Unlocking foundational and fine-tuned capabilities
Could encoder-decoder LLMs have similar capabilities to decoder-only models?
Yes, T5Gemma shows promising capabilities each before and after instruction tuning.
After pre-training, T5Gemma achieves impressive gains on complex tasks that require reasoning. As an example, T5Gemma 9B-9B scores over 9 points higher on GSM8K (math reasoning) and 4 points higher on DROP (reading comprehension) than the unique Gemma 2 9B model. This pattern demonstrates that the encoder-decoder architecture, when initialized via adaptation, has the potential to create a more capable, performant foundational model.

Detailed results for pretrained models, illustrating how adapted models have significant gains on several reasoning-intensive benchmarks in comparison with decoder-only Gemma 2.
These foundational improvements from pre-training set the stage for much more dramatic gains after instruction tuning. For instance, comparing Gemma 2 IT to T5Gemma IT, the performance gap widens significantly across the board. T5Gemma 2B-2B IT sees its MMLU rating jump by nearly 12 points over the Gemma 2 2B, and its GSM8K rating increases from 58.0% to 70.7%. The adapted architecture not only potentially provides a greater place to begin but in addition responds more effectively to instruction-tuning, ultimately resulting in a substantially more capable and helpful final model.

Detailed results for fine-tuned + RLHFed models, illustrating the capabilities of post-training to significantly amplify the performance benefits of the encoder-decoder architecture.
Explore our models: Releasing T5Gemma checkpoints
We’re very excited to present this recent approach to constructing powerful, general purpose encoder-decoder models by adapting from pretrained decoder-only LLMs like Gemma 2. To assist speed up further research and permit the community to construct on this work, we’re excited to release a collection of our T5Gemma checkpoints.
The discharge includes:
- Multiple Sizes: Checkpoints for T5-sized models (Small, Base, Large, and XL), the Gemma 2-based models (2B and 9B), in addition to a further model in between T5 Large and T5 XL.

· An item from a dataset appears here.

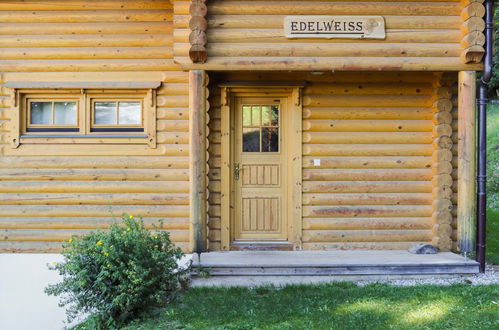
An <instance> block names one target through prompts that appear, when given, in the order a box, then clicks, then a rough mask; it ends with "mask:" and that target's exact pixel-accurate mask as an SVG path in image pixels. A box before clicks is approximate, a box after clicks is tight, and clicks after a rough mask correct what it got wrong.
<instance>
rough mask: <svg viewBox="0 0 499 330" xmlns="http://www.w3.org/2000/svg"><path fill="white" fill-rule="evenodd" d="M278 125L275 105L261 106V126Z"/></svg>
mask: <svg viewBox="0 0 499 330" xmlns="http://www.w3.org/2000/svg"><path fill="white" fill-rule="evenodd" d="M278 125H279V107H278V106H277V105H273V106H269V105H264V106H262V126H278Z"/></svg>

- Multiple Variants: Pretrained and instruction-tuned models.
- Flexible Configurations: A robust and efficient unbalanced 9B-2B checkpoint to explore the trade-offs between encoder and decoder size.

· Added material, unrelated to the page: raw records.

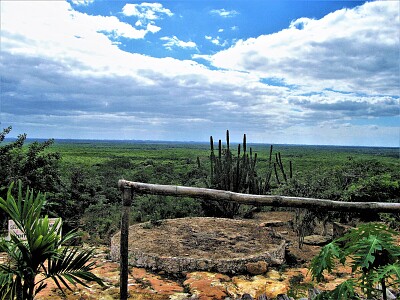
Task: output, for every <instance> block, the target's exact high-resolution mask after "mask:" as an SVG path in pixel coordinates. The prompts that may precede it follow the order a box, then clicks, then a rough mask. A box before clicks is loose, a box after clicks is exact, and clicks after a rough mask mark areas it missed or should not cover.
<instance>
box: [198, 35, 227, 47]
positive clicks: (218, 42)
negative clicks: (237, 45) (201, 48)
mask: <svg viewBox="0 0 400 300" xmlns="http://www.w3.org/2000/svg"><path fill="white" fill-rule="evenodd" d="M204 38H205V39H206V40H209V41H210V42H211V43H213V44H214V45H216V46H220V47H226V46H227V45H228V41H227V40H224V41H223V40H222V39H221V38H220V37H219V36H217V37H215V38H213V37H212V36H209V35H206V36H205V37H204Z"/></svg>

- Different Training Objectives: Models trained with either PrefixLM or UL2 objectives to supply either state-of-the-art generative performance or representation quality.

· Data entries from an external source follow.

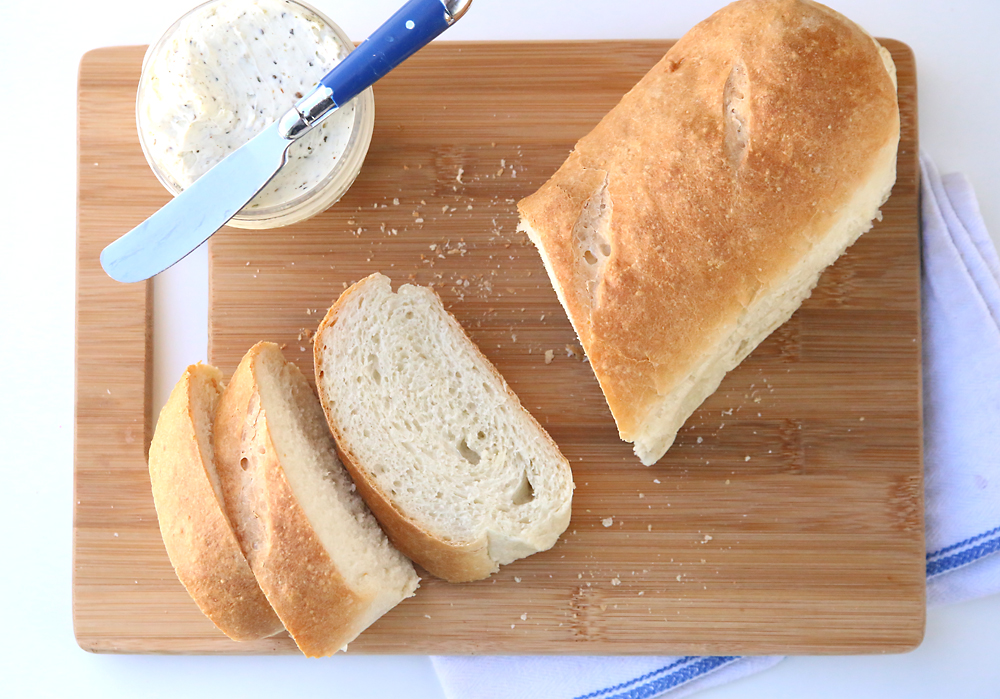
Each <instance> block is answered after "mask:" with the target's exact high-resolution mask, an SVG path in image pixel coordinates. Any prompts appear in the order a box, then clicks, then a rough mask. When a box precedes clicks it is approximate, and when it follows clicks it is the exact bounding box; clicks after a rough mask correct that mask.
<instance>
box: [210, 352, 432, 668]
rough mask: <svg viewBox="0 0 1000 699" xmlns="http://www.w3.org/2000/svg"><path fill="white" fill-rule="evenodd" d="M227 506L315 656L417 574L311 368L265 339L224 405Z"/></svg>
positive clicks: (233, 518) (224, 474) (253, 570)
mask: <svg viewBox="0 0 1000 699" xmlns="http://www.w3.org/2000/svg"><path fill="white" fill-rule="evenodd" d="M215 453H216V458H217V461H218V464H219V476H220V479H221V482H222V492H223V495H224V497H225V501H226V507H227V508H228V511H229V513H230V515H231V516H232V518H233V521H234V522H235V524H236V535H237V538H238V539H239V542H240V545H241V546H242V549H243V552H244V553H245V554H246V557H247V560H248V561H249V562H250V567H251V568H252V569H253V572H254V574H255V575H256V576H257V581H258V582H259V583H260V586H261V589H262V590H263V591H264V594H265V595H267V599H268V601H269V602H270V603H271V606H272V607H274V609H275V611H276V612H277V613H278V616H279V617H280V618H281V621H282V622H283V623H284V625H285V628H287V629H288V632H289V633H290V634H291V636H292V638H293V639H295V643H296V644H298V646H299V648H300V649H301V650H302V652H303V653H305V654H306V655H307V656H310V657H318V656H325V655H332V654H333V653H335V652H336V651H337V650H339V649H344V648H346V646H347V644H348V643H349V642H350V641H352V640H353V639H354V638H355V637H357V635H358V634H359V633H361V632H362V631H363V630H364V629H366V628H367V627H368V626H370V625H371V624H372V623H373V622H374V621H375V620H376V619H378V618H379V617H380V616H382V615H383V614H385V613H386V612H387V611H389V610H390V609H392V608H393V607H394V606H396V605H397V604H398V603H399V602H400V601H402V600H403V599H405V598H407V597H410V596H412V595H413V592H414V590H415V589H416V588H417V585H418V582H419V579H418V578H417V575H416V573H415V572H414V570H413V566H412V565H411V564H410V562H409V561H408V560H406V558H405V557H403V555H402V554H400V553H399V551H397V550H396V549H394V548H393V547H392V546H391V545H390V544H389V541H388V539H386V536H385V534H384V533H383V532H382V530H381V529H379V526H378V522H376V521H375V518H374V517H372V515H371V513H370V512H369V511H368V508H366V507H365V504H364V502H362V500H361V498H360V497H358V495H357V493H356V492H355V488H354V484H353V483H351V479H350V477H349V476H348V474H347V472H346V471H344V468H343V466H341V465H340V462H339V461H338V460H337V455H336V453H335V451H334V446H333V440H332V439H331V438H330V433H329V430H328V428H327V426H326V420H325V419H324V418H323V410H322V409H321V408H320V406H319V402H318V401H317V400H316V396H315V394H314V393H313V392H312V389H311V388H310V387H309V384H308V382H307V381H306V379H305V377H304V376H303V375H302V372H300V371H299V370H298V368H297V367H296V366H295V365H294V364H290V363H288V362H286V361H285V358H284V357H283V356H282V354H281V351H280V350H279V349H278V347H277V345H275V344H273V343H270V342H261V343H258V344H256V345H254V347H253V348H252V349H251V350H250V351H249V352H248V353H247V354H246V356H245V357H244V358H243V361H241V362H240V365H239V367H238V368H237V370H236V373H235V374H233V378H232V380H231V381H230V382H229V386H228V387H227V388H226V391H225V393H224V394H223V396H222V399H221V400H220V402H219V407H218V410H217V412H216V429H215Z"/></svg>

We hope these checkpoints will provide a invaluable resource for investigating model architecture, efficiency, and performance.
Getting began with T5Gemma
We will not wait to see what you construct with T5Gemma. Please see the next links for more information:
- Learn concerning the research behind this project by reading the paper.
- Explore the models capabilities or fine-tune them for your personal use cases with the Colab notebook.